Funds raised through privately placed corporate bonds hit a record high of Rs 9.98 lakh crore in FY24, up 17 percent over the previous year.
“Despite changes in taxation relating to debt mutual funds and expectations of lower borrowing costs, there was a surge in credit demand on the back of strong economic growth,” said Pranav Haldea, Managing Director of Prime Database Group.
A private placement is a sale of bonds to preselected investors and institutions rather than one in the open market. Unlike a public offering, private placement is exempt from filing an offer document with the Securities and Exchange Board of India (SEBI) for its comments.
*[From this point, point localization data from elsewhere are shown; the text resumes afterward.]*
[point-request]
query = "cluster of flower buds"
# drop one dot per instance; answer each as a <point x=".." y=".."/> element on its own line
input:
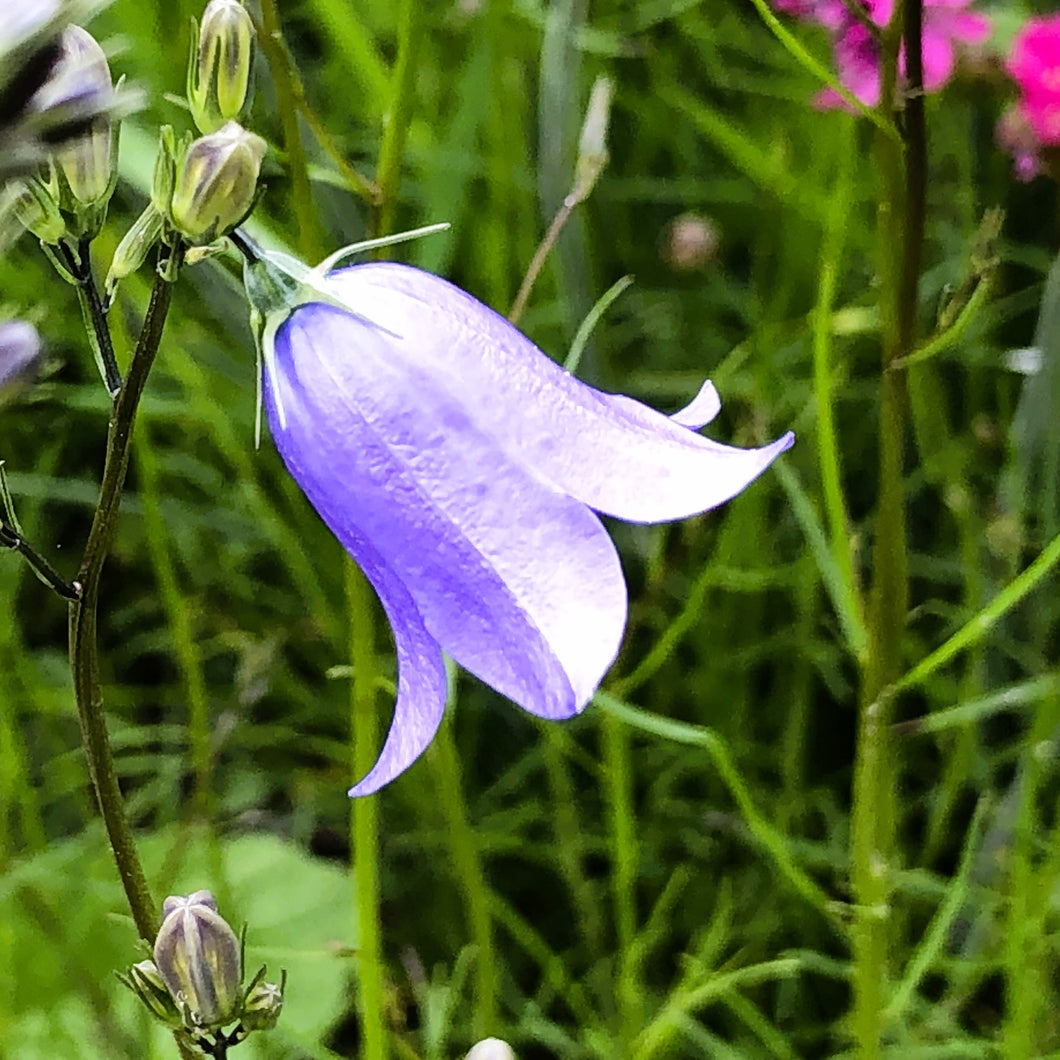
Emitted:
<point x="204" y="188"/>
<point x="194" y="985"/>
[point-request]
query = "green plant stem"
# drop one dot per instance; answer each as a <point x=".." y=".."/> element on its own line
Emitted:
<point x="395" y="129"/>
<point x="13" y="540"/>
<point x="828" y="446"/>
<point x="181" y="624"/>
<point x="364" y="816"/>
<point x="900" y="236"/>
<point x="84" y="647"/>
<point x="618" y="782"/>
<point x="467" y="867"/>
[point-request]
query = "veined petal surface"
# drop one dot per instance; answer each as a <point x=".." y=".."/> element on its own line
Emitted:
<point x="607" y="451"/>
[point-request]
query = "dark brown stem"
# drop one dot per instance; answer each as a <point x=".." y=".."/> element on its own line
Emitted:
<point x="84" y="647"/>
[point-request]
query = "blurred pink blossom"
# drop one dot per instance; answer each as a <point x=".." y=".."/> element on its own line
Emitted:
<point x="947" y="23"/>
<point x="1035" y="66"/>
<point x="1016" y="136"/>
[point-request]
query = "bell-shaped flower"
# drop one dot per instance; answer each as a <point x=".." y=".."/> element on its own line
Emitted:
<point x="462" y="470"/>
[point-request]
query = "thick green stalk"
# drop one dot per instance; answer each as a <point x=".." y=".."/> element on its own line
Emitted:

Financial institutions and banks raised most funds through this route at Rs 4.68 lakh crore compared to Rs 4.34 lakh crore in FY23. The private sector (excluding banks/FIs) also witnessed an increase in mobilisation, up by 44 percent to Rs 4.96 lakh crore.
The highest mobilisation through debt private placements during the year was by NABARD (Rs 65,393 crore) followed by REC (Rs 52,140 crore), HDFC (Rs 46,062 crore), PFC (Rs 45,130) and SIDBI (Rs 38,600 crore).
The maximum amount was raised in the above 10-year maturity bucket followed by 3-5 years bucket. Meanwhile, issues of as much as Rs 6.63 lakh crore or 66 per cent of the overall amount were AAA-rated.
The public bonds market saw a 179 percent rise with 48 issues raising Rs 20,787 crore in comparison to 32 issues raising Rs 7,444 crore in the year-ago period. The largest issue was from Power Finance Corp raising Rs 2,824 crore.
In addition, Indian companies also raised Rs 3.79 lakh crore through overseas borrowing (including ECBs), up by 71 percent from Rs 2.22 lakh crores in FY23.
Going ahead, fundraising through corporate bonds is likely to rise by an over 10 percent annualised rate in 2024-25 due to the expectation of lower borrowing costs amid increased demand from foreign as well as domestic investors.
“We expect a 15 percent to 20 percent increase compared to FY24. Trends suggest potential growth driven by increased investor demand and companies issuing bonds to secure lower borrowing costs amid expected rate cuts,” Nagesh Chauhan, Head - DCM, Tipsons Group had earlier told Moneycontrol.